Before she could catch up with the older woman, however, she slowed to a stop and looked with some concern at the panicking people jostling her from all sides, screaming, shouting. Everything was falling apart. She looked up once again at the titanic, whirling monstrosity of crackling energy above the harbour which was destroying the city, squinting her eyes, raising a hand to shield them from the raging chaos. Perhaps the most terrible thing about the horror was that it very slowly and perceptibly moved as it continued to suck up entire office buildings and skyscrapers. She saw the Magnatron Tower crumble into dust and enter the tumultuous vortex, and wondered not for the first time what the fuck it was and why it had attacked so suddenly. It was so huge! Like nothing she had ever imagined before. Then, without knowing why, Kim looked behind her.
Time seemed to congeal
. For some reason Kim felt a sense of relief, then noticed something rather disconcerting. All the people on the road had frozen in the act of running; the air around them seemed to waver as time slowed to a stop for only them.
“What is this?” Kim breathed, her lower lip quivering. She felt her grip on reality slipping, then time resumed an instant later and the people started to run and scream once more. She fell to her knees. The suddenness of it made her feel uneasy. The monster was so close now. Was it now sucking up time itself? She looked around frantically, and saw Lorelei Chen a few feet away watching her casually.
“Hey, wait!” she called and struggled to her feet. She ran toward the older woman and bent over panting. “Help me,” she rasped.
Chen ignored this and gestured upward. “Look,” she commanded.

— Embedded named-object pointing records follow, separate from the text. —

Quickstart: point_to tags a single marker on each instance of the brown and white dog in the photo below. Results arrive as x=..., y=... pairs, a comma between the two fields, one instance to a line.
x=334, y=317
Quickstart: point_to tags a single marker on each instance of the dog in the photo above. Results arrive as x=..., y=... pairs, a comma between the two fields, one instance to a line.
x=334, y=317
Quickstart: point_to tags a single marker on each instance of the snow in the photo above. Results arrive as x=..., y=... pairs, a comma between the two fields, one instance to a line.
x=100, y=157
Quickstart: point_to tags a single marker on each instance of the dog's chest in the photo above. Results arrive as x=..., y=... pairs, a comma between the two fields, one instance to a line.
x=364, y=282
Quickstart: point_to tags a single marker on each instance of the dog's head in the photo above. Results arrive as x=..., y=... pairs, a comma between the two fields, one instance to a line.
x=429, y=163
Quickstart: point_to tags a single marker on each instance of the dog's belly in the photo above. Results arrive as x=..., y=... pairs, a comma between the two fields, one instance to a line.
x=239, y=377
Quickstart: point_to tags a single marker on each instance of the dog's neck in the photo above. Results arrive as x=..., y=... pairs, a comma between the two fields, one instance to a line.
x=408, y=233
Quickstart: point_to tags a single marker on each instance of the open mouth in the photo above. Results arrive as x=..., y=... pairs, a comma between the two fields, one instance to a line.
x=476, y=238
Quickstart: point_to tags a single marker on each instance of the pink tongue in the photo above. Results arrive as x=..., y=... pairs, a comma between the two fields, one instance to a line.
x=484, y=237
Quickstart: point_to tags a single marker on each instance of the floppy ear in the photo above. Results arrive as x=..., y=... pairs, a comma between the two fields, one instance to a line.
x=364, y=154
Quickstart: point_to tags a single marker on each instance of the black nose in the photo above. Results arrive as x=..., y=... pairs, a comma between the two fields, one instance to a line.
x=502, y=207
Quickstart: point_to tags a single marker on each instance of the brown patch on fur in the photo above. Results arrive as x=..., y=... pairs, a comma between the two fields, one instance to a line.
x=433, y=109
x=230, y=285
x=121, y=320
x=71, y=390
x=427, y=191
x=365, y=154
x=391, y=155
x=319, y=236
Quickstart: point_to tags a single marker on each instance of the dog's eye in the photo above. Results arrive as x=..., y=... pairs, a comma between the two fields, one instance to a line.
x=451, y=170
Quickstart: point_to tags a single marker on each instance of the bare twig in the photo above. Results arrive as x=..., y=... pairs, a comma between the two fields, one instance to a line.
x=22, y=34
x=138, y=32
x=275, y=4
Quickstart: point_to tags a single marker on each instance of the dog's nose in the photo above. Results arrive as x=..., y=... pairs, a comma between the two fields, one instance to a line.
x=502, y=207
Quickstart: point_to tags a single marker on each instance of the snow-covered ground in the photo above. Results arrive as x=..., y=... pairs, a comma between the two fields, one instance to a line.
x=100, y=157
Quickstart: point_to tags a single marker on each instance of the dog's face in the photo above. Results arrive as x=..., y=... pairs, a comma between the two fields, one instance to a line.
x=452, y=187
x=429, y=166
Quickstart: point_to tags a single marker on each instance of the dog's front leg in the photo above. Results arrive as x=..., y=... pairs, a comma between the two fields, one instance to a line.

Kim frowned, swivelled her head sideways and followed Chen’s line of sight. The vast monster was so close now, so large that it appeared to be directly above them, and extended to every horizon. Below the shimmering surface of the snapping energy ribbon, Kim could clearly make out the shifting scrutiny of thousands of eyes. She recoiled in stark horror, taking an involuntary step back, tasting bile.
“We call it an Asterite,” Chen told her.
Kim looked at her, face pale. Do we? she thought. Out loud she said, “Asterite?”
Chen didn’t answer, but continued to stare at the thing called the ‘Asterite’. It was then that Kim noticed the older woman was holding something in her right hand, a small device made from some fantastic material which glittered like white fire. With little hesitation Chen lifted the device higher, chanting in some strange dialect, and the object began to glow brighter, some powerful energy irradiating from its centre.
“Hold on,” Chen said then.
“What are you…” Kim started incredulously, but was cut off as the shock of an explosion knocked the breath from her body. Lorelei Chen suddenly appeared at her side, looking miraculously unscathed.